Félix's consumption of men, however, must be seen in the context of Mexican machismo. Her beauty threatened social convention and stability for, as one of her suitors says in Doña Diabla, "A beautiful woman can't be the property of just one man." Buffeted by the storms unleashed by her smoldering sexuality, the Félix character developed the image of a strong woman; for example, as recently as 1980 she argued, "They want to portray the Mexican woman as docile, stupid and obedient. We aren't like that; we're strong and brave and dare to struggle." As if to prove the force of her character, her later screen appearances were in the roles usually considered to be masculine.

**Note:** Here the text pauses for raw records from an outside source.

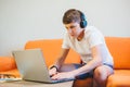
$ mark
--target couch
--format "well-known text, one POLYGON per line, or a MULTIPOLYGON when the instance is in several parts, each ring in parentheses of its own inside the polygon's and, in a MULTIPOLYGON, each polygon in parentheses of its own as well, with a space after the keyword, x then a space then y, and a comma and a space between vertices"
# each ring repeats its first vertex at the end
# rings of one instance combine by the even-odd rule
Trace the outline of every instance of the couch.
MULTIPOLYGON (((114 74, 107 78, 106 87, 130 87, 130 37, 105 37, 106 45, 114 58, 114 74)), ((40 48, 50 66, 60 53, 62 39, 29 40, 24 49, 40 48)), ((80 63, 79 55, 70 49, 65 63, 80 63)), ((15 60, 0 57, 0 74, 12 74, 20 77, 15 60)), ((74 80, 74 87, 91 87, 92 77, 74 80)))

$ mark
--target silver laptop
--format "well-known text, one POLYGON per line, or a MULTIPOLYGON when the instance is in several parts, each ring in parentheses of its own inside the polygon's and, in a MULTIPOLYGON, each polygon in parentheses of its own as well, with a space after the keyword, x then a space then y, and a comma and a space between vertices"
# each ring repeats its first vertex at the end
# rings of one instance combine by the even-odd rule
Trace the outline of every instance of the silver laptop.
MULTIPOLYGON (((40 49, 17 50, 12 52, 22 79, 43 82, 43 83, 61 83, 73 79, 52 80, 40 49)), ((48 58, 49 59, 49 58, 48 58)), ((51 60, 51 59, 50 59, 51 60)))

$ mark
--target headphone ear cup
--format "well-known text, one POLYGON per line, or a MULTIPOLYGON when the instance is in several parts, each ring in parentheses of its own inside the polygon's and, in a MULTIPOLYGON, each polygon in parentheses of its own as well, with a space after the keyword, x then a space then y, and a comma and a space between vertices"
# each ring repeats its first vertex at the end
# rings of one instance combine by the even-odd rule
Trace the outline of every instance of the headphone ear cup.
POLYGON ((84 28, 86 26, 87 26, 87 21, 81 21, 81 22, 80 22, 80 27, 81 27, 81 28, 84 28))

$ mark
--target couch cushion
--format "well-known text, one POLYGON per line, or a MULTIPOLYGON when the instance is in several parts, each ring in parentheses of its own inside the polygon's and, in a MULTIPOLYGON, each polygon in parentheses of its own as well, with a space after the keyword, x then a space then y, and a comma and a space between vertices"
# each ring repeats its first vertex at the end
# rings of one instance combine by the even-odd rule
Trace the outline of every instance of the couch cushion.
POLYGON ((0 72, 10 71, 16 67, 14 58, 0 57, 0 72))
POLYGON ((108 77, 107 87, 130 87, 130 70, 115 70, 108 77))
MULTIPOLYGON (((47 65, 51 65, 56 60, 62 47, 62 39, 31 40, 25 46, 25 49, 40 48, 46 58, 47 65)), ((67 55, 66 63, 79 63, 79 55, 73 50, 67 55)))
POLYGON ((130 37, 105 37, 115 69, 130 69, 130 37))

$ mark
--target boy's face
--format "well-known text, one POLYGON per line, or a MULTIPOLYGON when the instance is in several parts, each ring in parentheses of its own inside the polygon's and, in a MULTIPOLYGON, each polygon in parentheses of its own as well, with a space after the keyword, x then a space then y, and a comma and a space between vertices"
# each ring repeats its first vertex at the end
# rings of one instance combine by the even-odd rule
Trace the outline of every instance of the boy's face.
POLYGON ((65 24, 65 27, 66 27, 68 34, 75 38, 77 38, 82 30, 82 28, 80 27, 80 24, 77 22, 65 24))

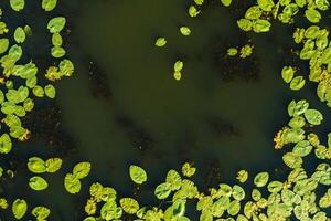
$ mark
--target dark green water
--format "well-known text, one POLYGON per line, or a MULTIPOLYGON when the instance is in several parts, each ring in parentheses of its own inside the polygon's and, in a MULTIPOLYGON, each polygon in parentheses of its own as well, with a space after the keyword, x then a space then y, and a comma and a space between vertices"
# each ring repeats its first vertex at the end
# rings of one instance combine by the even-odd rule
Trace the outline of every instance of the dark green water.
MULTIPOLYGON (((256 172, 278 167, 273 137, 286 124, 286 106, 293 98, 280 77, 287 30, 253 36, 257 80, 225 81, 214 57, 220 42, 238 43, 234 18, 215 4, 190 19, 186 8, 178 0, 64 3, 76 73, 57 84, 56 102, 75 154, 67 155, 62 172, 47 178, 46 191, 24 193, 28 181, 22 178, 24 188, 13 186, 11 198, 49 206, 50 220, 73 221, 79 220, 93 181, 130 194, 130 164, 147 169, 150 187, 186 160, 195 162, 197 181, 204 183, 213 176, 211 168, 221 180, 233 181, 243 168, 256 172), (192 29, 191 36, 179 33, 183 24, 192 29), (167 48, 156 49, 158 35, 167 36, 167 48), (171 73, 178 59, 185 63, 180 82, 171 73), (99 82, 89 73, 89 61, 97 65, 99 82), (63 177, 79 160, 90 161, 93 172, 82 193, 73 197, 65 192, 63 177)), ((312 91, 307 87, 295 97, 318 104, 312 91)), ((24 157, 50 152, 43 141, 19 146, 24 157)))

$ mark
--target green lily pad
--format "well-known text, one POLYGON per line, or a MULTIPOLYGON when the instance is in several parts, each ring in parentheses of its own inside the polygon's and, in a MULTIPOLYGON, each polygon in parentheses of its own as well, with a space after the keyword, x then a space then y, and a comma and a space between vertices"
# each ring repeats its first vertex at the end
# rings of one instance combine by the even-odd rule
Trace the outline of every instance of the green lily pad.
POLYGON ((66 23, 66 19, 64 17, 56 17, 49 21, 47 29, 51 33, 61 32, 66 23))
POLYGON ((170 192, 171 192, 171 186, 167 182, 159 185, 154 190, 156 197, 160 200, 168 198, 170 192))
POLYGON ((25 0, 10 0, 9 2, 14 11, 21 11, 25 7, 25 0))
POLYGON ((311 23, 319 23, 320 20, 322 19, 321 13, 314 9, 307 9, 305 11, 305 15, 307 20, 310 21, 311 23))
POLYGON ((275 3, 273 0, 257 0, 258 7, 264 10, 264 11, 271 11, 273 8, 275 7, 275 3))
POLYGON ((56 91, 55 91, 55 87, 52 85, 52 84, 47 84, 45 87, 44 87, 44 92, 45 92, 45 95, 50 98, 55 98, 55 95, 56 95, 56 91))
POLYGON ((4 53, 9 48, 9 40, 6 38, 0 39, 0 54, 4 53))
POLYGON ((221 3, 225 7, 229 7, 232 3, 232 0, 221 0, 221 3))
POLYGON ((190 29, 189 27, 181 27, 181 28, 180 28, 180 32, 181 32, 183 35, 188 36, 188 35, 191 34, 191 29, 190 29))
POLYGON ((22 199, 17 199, 13 203, 12 203, 12 213, 14 215, 14 218, 17 220, 20 220, 22 219, 25 213, 26 213, 26 210, 28 210, 28 204, 26 204, 26 201, 25 200, 22 200, 22 199))
POLYGON ((62 159, 61 158, 50 158, 45 161, 46 172, 56 172, 61 169, 62 159))
POLYGON ((73 169, 73 175, 77 178, 77 179, 83 179, 85 177, 88 176, 90 171, 90 162, 78 162, 77 165, 75 165, 74 169, 73 169))
POLYGON ((46 189, 49 187, 49 183, 44 178, 34 176, 30 178, 29 186, 35 191, 41 191, 46 189))
POLYGON ((290 83, 290 88, 293 91, 301 90, 306 84, 303 76, 296 76, 290 83))
POLYGON ((0 136, 0 154, 8 154, 12 148, 12 143, 8 134, 2 134, 0 136))
POLYGON ((57 0, 43 0, 42 1, 42 8, 45 11, 52 11, 53 9, 55 9, 57 4, 57 0))
POLYGON ((290 83, 293 78, 296 70, 291 66, 285 66, 281 70, 281 77, 286 83, 290 83))
POLYGON ((15 42, 18 43, 23 43, 25 41, 25 32, 24 32, 24 29, 21 28, 21 27, 18 27, 15 29, 15 32, 14 32, 14 40, 15 42))
POLYGON ((259 172, 254 178, 254 185, 256 187, 264 187, 264 186, 267 185, 268 180, 269 180, 269 173, 268 172, 259 172))
POLYGON ((312 125, 320 125, 323 120, 323 115, 317 109, 307 109, 305 112, 305 117, 308 123, 312 125))
POLYGON ((71 194, 76 194, 81 191, 82 185, 75 175, 67 173, 64 178, 64 187, 71 194))
POLYGON ((130 178, 137 185, 142 185, 147 181, 147 173, 146 171, 136 165, 131 165, 129 168, 130 178))
POLYGON ((161 46, 164 46, 166 44, 167 44, 167 40, 163 36, 158 38, 157 41, 156 41, 156 46, 161 48, 161 46))
POLYGON ((35 207, 32 210, 32 215, 36 218, 38 221, 46 220, 47 217, 51 214, 51 210, 45 207, 35 207))
POLYGON ((126 213, 135 214, 139 210, 139 203, 132 198, 121 198, 119 203, 126 213))
POLYGON ((43 159, 39 157, 31 157, 28 161, 28 169, 34 173, 43 173, 46 171, 46 166, 43 159))

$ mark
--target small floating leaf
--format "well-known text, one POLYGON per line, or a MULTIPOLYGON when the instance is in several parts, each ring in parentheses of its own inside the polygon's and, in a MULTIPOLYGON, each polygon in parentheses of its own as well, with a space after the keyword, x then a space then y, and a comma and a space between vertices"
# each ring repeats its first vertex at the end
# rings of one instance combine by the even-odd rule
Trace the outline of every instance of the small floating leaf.
POLYGON ((167 182, 159 185, 154 190, 156 197, 160 200, 168 198, 170 192, 171 192, 171 186, 170 183, 167 182))
POLYGON ((122 198, 119 203, 126 213, 135 214, 139 210, 139 203, 132 198, 122 198))
POLYGON ((129 168, 130 178, 137 185, 141 185, 147 181, 147 173, 146 171, 136 165, 131 165, 129 168))
POLYGON ((24 6, 25 6, 25 0, 10 0, 10 7, 14 11, 21 11, 22 9, 24 9, 24 6))
POLYGON ((182 61, 177 61, 173 65, 174 72, 180 72, 184 67, 184 63, 182 61))
POLYGON ((254 185, 256 187, 264 187, 264 186, 267 185, 268 180, 269 180, 269 173, 268 172, 259 172, 254 178, 254 185))
POLYGON ((55 91, 55 87, 52 84, 46 85, 44 91, 45 91, 45 94, 46 94, 47 97, 55 98, 56 91, 55 91))
POLYGON ((305 83, 303 76, 296 76, 290 83, 290 88, 293 91, 301 90, 305 86, 305 83))
POLYGON ((73 169, 73 175, 77 179, 83 179, 88 176, 89 171, 90 171, 90 162, 78 162, 73 169))
POLYGON ((229 7, 232 3, 232 0, 221 0, 221 2, 223 3, 223 6, 229 7))
POLYGON ((81 191, 81 181, 76 176, 67 173, 64 178, 64 187, 68 193, 75 194, 81 191))
POLYGON ((14 40, 18 43, 23 43, 25 41, 25 32, 24 29, 18 27, 14 32, 14 40))
POLYGON ((53 9, 55 9, 56 3, 57 3, 57 0, 43 0, 42 8, 45 11, 52 11, 53 9))
POLYGON ((161 46, 164 46, 166 44, 167 44, 167 40, 163 36, 158 38, 157 41, 156 41, 156 46, 161 48, 161 46))
POLYGON ((45 162, 46 171, 51 172, 51 173, 56 172, 57 170, 60 170, 61 166, 62 166, 62 159, 61 158, 50 158, 45 162))
POLYGON ((14 218, 17 220, 22 219, 28 210, 28 204, 25 202, 25 200, 21 200, 21 199, 17 199, 13 203, 12 203, 12 213, 14 215, 14 218))
POLYGON ((319 23, 322 19, 321 13, 318 10, 314 9, 307 9, 305 11, 305 15, 311 23, 319 23))
POLYGON ((34 173, 43 173, 46 171, 45 162, 39 157, 31 157, 28 161, 28 169, 34 173))
POLYGON ((66 19, 64 17, 56 17, 49 21, 47 29, 51 33, 61 32, 65 27, 66 19))
POLYGON ((46 189, 49 187, 49 183, 46 182, 46 180, 44 180, 44 178, 34 176, 30 178, 29 186, 33 190, 41 191, 46 189))
POLYGON ((320 125, 323 120, 323 115, 317 109, 307 109, 305 112, 305 117, 307 122, 312 125, 320 125))
POLYGON ((181 27, 181 28, 180 28, 180 32, 181 32, 183 35, 188 36, 188 35, 191 34, 191 29, 190 29, 189 27, 181 27))
POLYGON ((31 213, 36 218, 38 221, 43 221, 51 214, 51 210, 45 207, 35 207, 31 213))
POLYGON ((4 53, 9 48, 8 39, 0 39, 0 54, 4 53))

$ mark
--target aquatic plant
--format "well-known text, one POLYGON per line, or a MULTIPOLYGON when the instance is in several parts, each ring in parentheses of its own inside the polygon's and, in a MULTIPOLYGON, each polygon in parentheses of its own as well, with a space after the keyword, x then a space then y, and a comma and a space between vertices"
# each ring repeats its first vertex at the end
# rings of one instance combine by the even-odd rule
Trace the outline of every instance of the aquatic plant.
MULTIPOLYGON (((194 0, 189 7, 189 15, 192 18, 201 13, 203 0, 194 0)), ((231 7, 232 0, 221 0, 225 7, 231 7)), ((24 0, 10 0, 9 4, 14 12, 24 12, 24 0)), ((52 11, 57 6, 57 0, 42 0, 42 9, 52 11)), ((317 25, 323 18, 323 11, 328 10, 328 0, 257 0, 249 7, 243 18, 238 19, 237 27, 245 32, 264 33, 271 30, 274 20, 290 24, 299 14, 303 14, 309 23, 308 28, 296 28, 293 41, 301 44, 297 55, 307 62, 310 73, 307 78, 318 83, 317 95, 321 102, 331 106, 331 49, 329 31, 317 25)), ((1 11, 2 15, 2 11, 1 11)), ((64 76, 71 76, 74 64, 67 59, 63 45, 61 32, 64 30, 66 19, 54 17, 47 22, 47 30, 52 35, 51 55, 55 62, 43 70, 45 81, 55 82, 64 76), (60 60, 61 59, 61 60, 60 60)), ((181 27, 183 35, 190 35, 188 27, 181 27)), ((24 141, 29 139, 30 131, 22 125, 21 118, 34 108, 34 101, 41 97, 55 98, 55 87, 47 83, 39 85, 40 72, 38 64, 32 61, 23 64, 22 44, 32 34, 32 28, 7 27, 0 21, 0 59, 3 69, 0 83, 0 104, 3 118, 1 119, 2 134, 0 135, 0 154, 9 154, 13 147, 13 140, 24 141), (23 83, 22 83, 23 82, 23 83)), ((166 38, 158 38, 156 46, 164 46, 166 38)), ((228 56, 245 59, 252 55, 254 45, 246 44, 227 50, 228 56)), ((173 64, 173 77, 181 80, 184 63, 178 60, 173 64)), ((281 70, 281 77, 290 90, 301 90, 306 85, 303 75, 297 75, 300 70, 286 64, 281 70)), ((137 194, 122 196, 114 188, 93 182, 89 186, 88 197, 84 207, 84 221, 121 220, 127 215, 136 221, 189 221, 192 206, 195 206, 201 221, 287 221, 312 220, 330 221, 331 209, 331 133, 327 139, 320 139, 314 133, 314 126, 322 124, 323 115, 318 109, 311 108, 306 99, 291 101, 287 107, 289 120, 275 136, 275 149, 281 149, 281 159, 285 166, 286 178, 275 178, 275 173, 259 171, 248 175, 242 169, 237 172, 235 183, 218 183, 201 191, 193 180, 199 173, 193 162, 185 162, 179 170, 170 169, 164 179, 158 183, 152 193, 157 204, 143 204, 139 202, 137 194), (322 144, 321 140, 327 140, 322 144), (311 158, 314 164, 311 164, 311 158), (309 167, 308 167, 309 166, 309 167), (250 187, 248 186, 250 185, 250 187), (329 213, 328 213, 329 212, 329 213)), ((62 168, 63 160, 57 157, 46 160, 38 156, 28 159, 26 167, 33 173, 29 180, 31 189, 45 190, 49 182, 43 173, 54 173, 62 168)), ((82 190, 82 179, 92 170, 92 164, 81 161, 64 177, 64 188, 71 194, 82 190)), ((139 190, 147 186, 148 172, 140 166, 131 165, 128 168, 129 178, 139 190)), ((0 167, 0 177, 15 176, 13 170, 3 170, 0 167)), ((52 185, 52 183, 50 183, 52 185)), ((30 209, 24 199, 14 199, 13 202, 0 198, 0 210, 11 211, 17 220, 25 217, 26 212, 36 220, 46 220, 51 209, 38 206, 30 209)), ((196 220, 193 218, 193 220, 196 220)))

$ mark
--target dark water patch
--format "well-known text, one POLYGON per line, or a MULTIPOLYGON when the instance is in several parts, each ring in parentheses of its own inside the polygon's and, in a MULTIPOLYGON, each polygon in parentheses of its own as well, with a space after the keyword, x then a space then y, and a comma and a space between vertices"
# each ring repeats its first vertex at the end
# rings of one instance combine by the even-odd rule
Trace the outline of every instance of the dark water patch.
POLYGON ((113 94, 110 86, 107 84, 108 76, 105 73, 106 71, 103 70, 92 57, 88 57, 85 63, 88 64, 88 81, 93 97, 104 99, 111 98, 113 94))
POLYGON ((211 131, 218 137, 241 135, 238 128, 236 128, 233 124, 222 119, 218 116, 207 117, 206 124, 211 128, 211 131))
POLYGON ((76 152, 75 141, 61 126, 61 108, 55 103, 35 107, 23 117, 22 124, 31 131, 31 141, 45 140, 61 156, 76 152))
POLYGON ((151 135, 136 125, 132 119, 118 115, 116 122, 124 129, 134 148, 143 154, 150 154, 154 149, 154 140, 151 135))

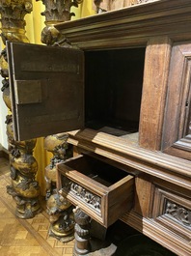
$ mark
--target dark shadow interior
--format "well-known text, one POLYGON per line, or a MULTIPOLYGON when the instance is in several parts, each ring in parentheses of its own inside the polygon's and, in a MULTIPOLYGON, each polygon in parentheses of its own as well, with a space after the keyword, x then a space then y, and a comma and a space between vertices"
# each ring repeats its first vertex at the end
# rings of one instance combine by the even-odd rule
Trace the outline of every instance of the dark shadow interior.
POLYGON ((86 127, 138 131, 144 60, 145 48, 85 52, 86 127))
POLYGON ((65 164, 106 186, 110 186, 127 175, 124 171, 89 156, 83 156, 65 164))

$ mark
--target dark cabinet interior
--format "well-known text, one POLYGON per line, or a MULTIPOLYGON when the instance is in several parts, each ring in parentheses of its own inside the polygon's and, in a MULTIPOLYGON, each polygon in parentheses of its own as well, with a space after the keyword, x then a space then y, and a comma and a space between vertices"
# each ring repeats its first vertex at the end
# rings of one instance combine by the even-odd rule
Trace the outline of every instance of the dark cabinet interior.
POLYGON ((114 135, 139 130, 144 60, 144 47, 85 51, 87 128, 114 135))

Thus, in a series of lavishly produced paeans to the Mexican Revolution—La cucaracha, Juana Gallo, La bandida, La Valentina—she represents powerful personifications of that process, culminating in La generela. Nonetheless, Félix's cinematic combativeness functions essentially to make more appetizing her eventual subjugation. The role she played time and again was nothing more than that of the "shrew tamed." In Enamorada, El rapto, La tigresa, and La Valentina, Félix begins as a willful and independent woman, sure of herself and of the direction in which she is guiding her life. By the end of these films, Félix trails along after her man, obedient to his wishes and attendant to his needs. Félix's screen rebellions finally served only to prove the futility of such resistance.